La capitale spirituelle du Royaume prépare le remplacement de son dispositif d’hygiène municipale. Mardi, les élus fassis ont validé, lors d’une séance convoquée à titre exceptionnel, le principe d’un partenariat destiné à ériger puis équiper un Bureau communal d’hygiène de nouvelle génération. L’accord réunit quatre signataires : le département de l’Intérieur, la Wilaya de la région Fès-Meknès, le Groupement sanitaire territorial Fès-Meknès et la collectivité elle-même. L’opération est chiffrée à 30 millions de dirhams (MDH). L’Intérieur en couvrira la moitié, soit 15 MDH, pendant que la commune se chargera de dégager le foncier indispensable au chantier. Le montage s’appuie sur l’article 110 de la loi organique n°113-14 relative aux communes, texte qui encadre les conventions de coopération entre collectivités territoriales et administrations publiques.
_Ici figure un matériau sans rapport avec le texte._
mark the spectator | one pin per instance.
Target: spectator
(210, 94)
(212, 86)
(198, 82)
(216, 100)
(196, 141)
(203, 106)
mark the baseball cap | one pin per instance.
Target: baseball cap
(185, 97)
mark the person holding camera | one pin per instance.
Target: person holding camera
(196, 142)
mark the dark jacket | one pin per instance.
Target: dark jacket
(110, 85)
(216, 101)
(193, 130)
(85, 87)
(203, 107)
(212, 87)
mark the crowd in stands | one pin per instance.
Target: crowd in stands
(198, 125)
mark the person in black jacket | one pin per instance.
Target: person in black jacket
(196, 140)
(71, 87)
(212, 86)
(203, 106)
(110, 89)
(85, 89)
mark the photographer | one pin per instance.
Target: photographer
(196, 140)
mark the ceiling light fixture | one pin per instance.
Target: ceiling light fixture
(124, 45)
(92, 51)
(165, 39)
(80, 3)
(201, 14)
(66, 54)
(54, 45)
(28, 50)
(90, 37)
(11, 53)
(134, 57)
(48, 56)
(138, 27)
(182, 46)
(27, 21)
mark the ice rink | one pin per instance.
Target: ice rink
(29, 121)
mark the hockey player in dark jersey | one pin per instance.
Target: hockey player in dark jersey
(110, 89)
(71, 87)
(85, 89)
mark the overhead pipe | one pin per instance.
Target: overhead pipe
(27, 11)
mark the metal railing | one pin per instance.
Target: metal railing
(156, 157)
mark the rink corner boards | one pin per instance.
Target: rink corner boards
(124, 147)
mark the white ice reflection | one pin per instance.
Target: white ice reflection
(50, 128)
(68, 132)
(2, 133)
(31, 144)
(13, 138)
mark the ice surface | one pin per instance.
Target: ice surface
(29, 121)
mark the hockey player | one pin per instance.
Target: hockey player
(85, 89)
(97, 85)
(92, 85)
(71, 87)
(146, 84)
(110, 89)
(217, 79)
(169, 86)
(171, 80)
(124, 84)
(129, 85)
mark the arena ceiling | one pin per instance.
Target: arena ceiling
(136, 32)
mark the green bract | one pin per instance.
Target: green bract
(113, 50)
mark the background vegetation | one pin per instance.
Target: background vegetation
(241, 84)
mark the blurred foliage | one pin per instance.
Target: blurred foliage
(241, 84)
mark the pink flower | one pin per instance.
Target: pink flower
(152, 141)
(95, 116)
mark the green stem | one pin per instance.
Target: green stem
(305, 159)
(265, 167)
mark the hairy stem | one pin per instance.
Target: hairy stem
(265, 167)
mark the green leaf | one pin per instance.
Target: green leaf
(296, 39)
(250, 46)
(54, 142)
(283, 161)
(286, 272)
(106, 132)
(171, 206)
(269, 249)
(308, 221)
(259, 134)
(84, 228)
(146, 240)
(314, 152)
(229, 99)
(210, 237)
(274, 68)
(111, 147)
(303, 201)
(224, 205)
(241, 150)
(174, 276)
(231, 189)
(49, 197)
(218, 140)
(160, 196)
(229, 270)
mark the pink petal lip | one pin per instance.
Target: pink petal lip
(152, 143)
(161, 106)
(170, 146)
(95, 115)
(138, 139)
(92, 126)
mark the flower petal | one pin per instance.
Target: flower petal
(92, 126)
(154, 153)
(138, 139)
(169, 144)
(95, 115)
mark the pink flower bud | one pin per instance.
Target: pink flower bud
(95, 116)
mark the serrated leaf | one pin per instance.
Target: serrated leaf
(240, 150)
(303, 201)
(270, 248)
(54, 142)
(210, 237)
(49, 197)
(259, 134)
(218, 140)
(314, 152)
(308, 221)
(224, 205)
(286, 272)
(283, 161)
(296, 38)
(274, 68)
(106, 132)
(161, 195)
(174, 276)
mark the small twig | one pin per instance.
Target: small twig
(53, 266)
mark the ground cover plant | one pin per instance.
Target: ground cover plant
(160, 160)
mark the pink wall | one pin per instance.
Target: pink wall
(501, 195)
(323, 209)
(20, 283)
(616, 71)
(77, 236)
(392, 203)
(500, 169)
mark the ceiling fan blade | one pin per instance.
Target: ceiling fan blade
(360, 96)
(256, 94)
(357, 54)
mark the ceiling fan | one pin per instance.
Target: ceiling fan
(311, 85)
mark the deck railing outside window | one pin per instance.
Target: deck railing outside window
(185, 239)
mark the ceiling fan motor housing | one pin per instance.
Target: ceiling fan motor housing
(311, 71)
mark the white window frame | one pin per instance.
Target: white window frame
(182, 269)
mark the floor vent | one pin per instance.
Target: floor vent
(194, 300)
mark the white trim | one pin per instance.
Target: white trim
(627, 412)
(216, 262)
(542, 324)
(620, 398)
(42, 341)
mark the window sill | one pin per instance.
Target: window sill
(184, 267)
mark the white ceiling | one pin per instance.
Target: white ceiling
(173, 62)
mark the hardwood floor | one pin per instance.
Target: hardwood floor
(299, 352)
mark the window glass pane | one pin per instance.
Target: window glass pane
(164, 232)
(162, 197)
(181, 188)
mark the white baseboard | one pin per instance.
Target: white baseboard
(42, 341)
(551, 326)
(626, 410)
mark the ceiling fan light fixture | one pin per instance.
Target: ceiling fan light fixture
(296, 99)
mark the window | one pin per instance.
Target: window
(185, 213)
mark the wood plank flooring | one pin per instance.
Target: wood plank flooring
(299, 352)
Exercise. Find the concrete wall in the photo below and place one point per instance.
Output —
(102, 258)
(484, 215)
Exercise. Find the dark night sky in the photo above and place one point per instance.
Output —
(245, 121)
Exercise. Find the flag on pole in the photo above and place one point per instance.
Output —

Un équipement pensé pour une métropole en expansion
L’argument démographique a pesé dans les débats. Fès absorbe depuis plusieurs années un afflux de population et une extension continue de son périmètre bâti, deux évolutions auxquelles les services d’hygiène existants ne parviennent plus à répondre.
« Ces installations sont devenues insuffisantes au regard des besoins de la métropole », a fait valoir Abdessalam Bakkali, président du Conseil communal, qui range le dossier parmi les urgences du mandat.
Le futur bâtiment abritera des bureaux administratifs, un dépôt mortuaire conforme aux normes réglementaires, des réserves pour les médicaments et le matériel technique, ainsi qu’une unité spécialisée dans la lutte contre la rage. Le président du Conseil a détaillé plusieurs des aménagements retenus : une morgue à forte capacité d’accueil, des salles réservées à la vaccination antirabique et un guichet unique appelé à alléger les formalités de transfert des corps, procédure souvent jugée lourde par les familles.
Des missions élargies
Au-delà du bâti, la structure doit élargir le champ d’intervention des agents municipaux. Y figurent la lutte antivectorielle, la médecine légale, la prévention des pathologies d’origine animale, le transport des personnes malades, blessées ou décédées, ainsi que la maîtrise de la prolifération des chiens errants, sujet récurrent des doléances adressées à la commune. Ce chantier s’inscrit dans une démarche plus large de mise à niveau des équipements municipaux, engagée pour relever le niveau des prestations offertes aux Fassis au quotidien.